WASHINGTON - An African American officer will now lead a U.S. military service branch for the first time in history, after the Senate confirmed Gen. Charles Brown Jr. on Tuesday as U.S. Air Force Chief of Staff in a unanimous vote of 98-0.
Prior to his confirmation, Brown served as the commander of U.S. Pacific Air Forces, responsible for Air Force activities in the U.S. and Indo-Pacific Command theater spread over half the globe.
He also served as the deputy commander for U.S. Central Command, which overseas U.S. military activity in the Middle East, from July 2016-July 2018. Before that, he was the commander of U.S. Air Forces Central Command.
Brown’s historic confirmation comes as the country is engulfed in protests over racial and social injustice after African American George Floyd died in police custody last month.
“I’m thinking about how my nomination can provide some hope, but also comes with a heavy burden. I can’t fix centuries of racism in our country, nor can I fix decades of discrimination that may have impacted members of our Air Force,” Brown said Friday in a video to the Air Force.
"As the Commander of Pacific Air Forces, a senior leader in our Air Force, and an African-American, many of you may be wondering what I’m thinking about the current events surrounding the tragic death of George Floyd. Here’s what I’m thinking about..." - Gen. CQ Brown, Jr. pic.twitter.com/I2sf1067L6— PACAF (@PACAF) June 5, 2020
In the video, Brown said he hoped for the wisdom and knowledge to lead in these “difficult times” and to make improvements “so that all airmen both today and tomorrow appreciate the value of diversity and can serve in an environment where they can reach their full potential.”
He spoke candidly about his own experiences of racism, which he said “didn't always sing of liberty and equality,” from being asked, “Are you a pilot?” as he wore the same flight suit and flight wings as the other white pilots in his squadron, to being told by other African Americans that he “wasn’t black enough” since he was spending more time with his squadron than with them.
Sen.
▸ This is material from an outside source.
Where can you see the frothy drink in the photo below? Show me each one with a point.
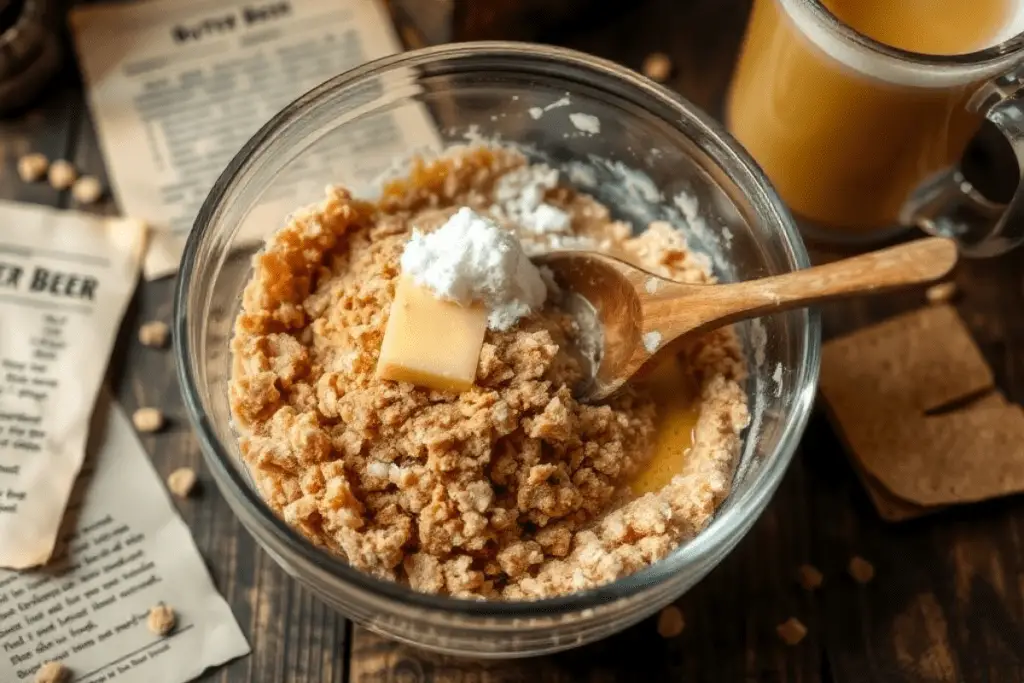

Jim Inhofe, chairman of the Senate Armed Services committee, called Brown an “inspiring leader — brave, authentic, and unifying” — whose expertise in the Indo-Pacific theater will be an asset as the military turns more of its focus toward that part of the globe.
Former Chairman of the Joint Chiefs of Staff, Adm. (Ret.) Mike Mullen, called Brown’s confirmation Tuesday “a big step in the right direction,” but he worried about a shrinking pool of African American leaders in the U.S. military.
“I left some eight-and-a-half years ago, and I worry a great deal that we've regressed since that time because the numbers just aren't there,” he said.
Brown, an F-16 fighter jet pilot, has flown nearly 3,000 hours and 130 combat hours during his more than 35 years of service. He was commissioned in 1984 as a distinguished graduate of the ROTC program at Texas Tech University.
Brown was nominated March 2 to replace Gen. David Goldfein, who is expected to retire in the coming weeks from the top Air Force job. Goldfein, another command pilot, served as vice chief of staff of the Air Force, director of the Joint staff and commander of U.S. Air Forces Central Command prior to becoming chief of the Air Force.